In my last post, I mentioned Samuel Raynor and Co, the New York company in the 1800s that seems to be responsible for the numbering of different envelope sizes. At this time, envelope sizes had not yet been standardized among manufacturers. So if you ordered a #9 envelope from Samuel Raynor you’d get one that measured 4 x 8 ¾”. That would not necessarily be the size you got if you ordered some #9s from a different company.
In 1876, Samuel Raynor came out with chart that listed the various sizes they offered using the numbering system that has mostly carried over to what we use today. Raynor lists the #10 which he calls “Bond Size” as 4 1/8 x 9 ½. That is the only envelope size on the chart which matches what we use today. Many of the other sizes are close. The numbers 11, 12 and 14 (interesting that there wasn’t a number 13 then or now - I’m guessing it must have something to do with superstition) are all within an eighth or a quarter inch or so in both dimensions.
The “Letter Size” envelopes were small: 3-1/8 x 5-3/8 and 3-3/8 x 5-7/8. They were designed to be compatible with what was the common notepaper size of the day. As I’ve mentioned, during this period, most envelopes were made for personal use. Those were the days when most people actually wrote letters and mailed them to their friends and family. Business to business mail was not common at the time. The larger envelopes: #10 size and up; what we now refer to as letter-size envelopes are called “Official Size”. That term is still used by some companies today but rarely.

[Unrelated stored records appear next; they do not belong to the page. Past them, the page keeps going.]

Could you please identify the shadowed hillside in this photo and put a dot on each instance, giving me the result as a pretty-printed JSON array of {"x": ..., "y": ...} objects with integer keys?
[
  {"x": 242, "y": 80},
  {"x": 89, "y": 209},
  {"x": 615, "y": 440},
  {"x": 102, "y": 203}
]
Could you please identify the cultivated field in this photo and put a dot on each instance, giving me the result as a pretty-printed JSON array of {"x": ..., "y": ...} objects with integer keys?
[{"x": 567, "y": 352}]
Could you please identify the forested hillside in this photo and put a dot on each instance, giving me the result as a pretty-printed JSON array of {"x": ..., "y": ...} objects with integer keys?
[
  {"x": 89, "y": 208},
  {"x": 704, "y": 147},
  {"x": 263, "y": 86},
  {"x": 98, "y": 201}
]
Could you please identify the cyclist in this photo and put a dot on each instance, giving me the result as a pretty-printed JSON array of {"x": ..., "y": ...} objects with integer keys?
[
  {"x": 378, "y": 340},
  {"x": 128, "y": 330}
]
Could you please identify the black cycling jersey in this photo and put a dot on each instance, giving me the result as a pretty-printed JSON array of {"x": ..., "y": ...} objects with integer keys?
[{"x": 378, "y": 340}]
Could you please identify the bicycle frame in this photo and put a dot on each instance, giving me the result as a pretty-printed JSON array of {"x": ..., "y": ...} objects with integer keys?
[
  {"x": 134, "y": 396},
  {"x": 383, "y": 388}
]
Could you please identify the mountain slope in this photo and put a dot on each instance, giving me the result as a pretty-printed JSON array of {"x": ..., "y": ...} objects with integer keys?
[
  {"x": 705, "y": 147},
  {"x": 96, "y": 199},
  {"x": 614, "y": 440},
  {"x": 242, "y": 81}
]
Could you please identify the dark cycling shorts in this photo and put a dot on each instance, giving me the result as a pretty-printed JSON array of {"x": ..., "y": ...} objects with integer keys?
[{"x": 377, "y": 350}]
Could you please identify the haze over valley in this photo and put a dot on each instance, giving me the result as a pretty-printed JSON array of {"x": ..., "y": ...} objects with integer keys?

Some of the descriptions are quaint and reflect the times. The Number 3 envelope measuring 2- 5/8 x 4 ¾ was called “Ladies’ Note Size”. Presumably the ladies of the day used smaller notes. Such a description today would most likely cause protests. The Number 2 envelope, measuring slightly smaller than the Ladies Note at 2 ½ x 4 ¼ was called “Billet-Doux Size”. The French phrase for “love letter” must have been in common use at the time for a company to use it like that. Wonder what the French for “love text” would be? Doesn’t have quite the same ring does it? There were three different sizes; small, medium and large of “Drug” envelopes. They were all very small, the smallest measuring 1-3/8 x 2 ¾ . Drug envelopes are still available today but they tend to be larger; around 2 ¼ x 3 ½. Not sure what that says about us: do we take more prescription drugs these days or are the pills just bigger?
Envelopes in those days were used as packaging for a variety of products such as combs and toothbrushes. I can hear many envelope manufacturers emitting a nostalgic sigh. Sometimes the “good ol’ days” were better.